Even though, through amendments and case law, the coverage of the Federal Act has been extended, at the same time virtually all injuries on the water have also been held to be covered by the state acts. Baskin v. Industrial Accident Commission of the State of California, 338 U.S. 854, 70 S.Ct. 99, 94 L.Ed. 523 (1949); Bethlehem Steel Co. v. Moore, 335 U.S. 874, 69 S.Ct. 239, 93 L.Ed. 417 (1948); Hahn v. Ross Island Sand & Gravel Co., 358 U.S. 272, 79 S.Ct. 266, 3 L.Ed.2d 292 (1959); Richard v. Lake Charles Stevedores, 95 So.2d 830 (La.App.1957), cert. denied 355 U.S. 952, 78 S.Ct. 535, 2 L.Ed.2d 529 (1958); De Graw v. Todd Shipyards Co., 134 N.J.L. 315, 47 A.2d 338 (1946), cert. denied 329 U.S. 759, 67 S.Ct. 113, 91 L.Ed. 655 (1946); Behrle v. London Guarantee & Accident Co., 76 R.I. 106, 68 A.2d 63 (1949), cert. denied 339 U.S. 928, 70 S.Ct. 627, 94 L.Ed. 1349 (1950).

The fact that Congress did not in this Act preclude operation of State Compensation Law is persuasive. It (The Congress) certainly has expressly done so in other acts. See the Defense Base Act, Sect. 1(c), 42 U.S.C. Sect. 1651(c); Sect. 2(c) of the Non-Appropriated Fund Instrumentalities Act, 5 U.S.C., Sect. 8173; War Hazards Compensation Act, Sect. 105(a), 42 U.S.C. Sect. 1705(a). Surely when Congress enacted the 1972 Amendments above set out, if it had wished to completely divest the State Acts of jurisdiction, it would have so expressly stated.
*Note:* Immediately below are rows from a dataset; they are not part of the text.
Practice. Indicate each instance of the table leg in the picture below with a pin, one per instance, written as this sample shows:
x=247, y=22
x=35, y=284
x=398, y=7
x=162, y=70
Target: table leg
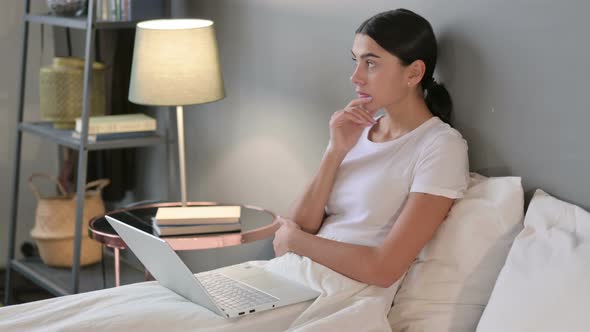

Before the 1972 Amendments, the State Compensation Acts and the L.H.W.C.A. were concurrent in their jurisdiction. Calbeck v. Travelers Ins. Co., 370 U.S. 114, 82 S.Ct. 1196, 8 L.Ed.2d 368 (1962). See also, Davis v. Department of Labor & Industries of State of Washington, 317 U.S. 249, 63 S.Ct. 225, 87 L.Ed. 246 (1942), and Avondale Marine Ways, Inc. v. Henderson, 346 U.S. 366, 74 S.Ct. 100, 98 L.Ed. 77 (1953). Of this latter case, the court in Calbeck, supra, said at 370 U.S. 129, 82 S.Ct. 1204:

"Since a marine railway was considered to be a 'dry dock' the injury satisfied § 3(a)'s requirement that it occur 'upon . . . navigable waters' . . . . At the same time, since the injury did, in a physical sense, occur on land, there is little doubt that a state compensation act could validly have been applied to it. See State Industrial Com. v. Nordenholt Corp., 259 U.S. 263, 42 S.Ct. 473, 66 L.Ed. 933, 25 A.L.R. 1013, 21 N.C.C.A. 862." (Emphasis supplied)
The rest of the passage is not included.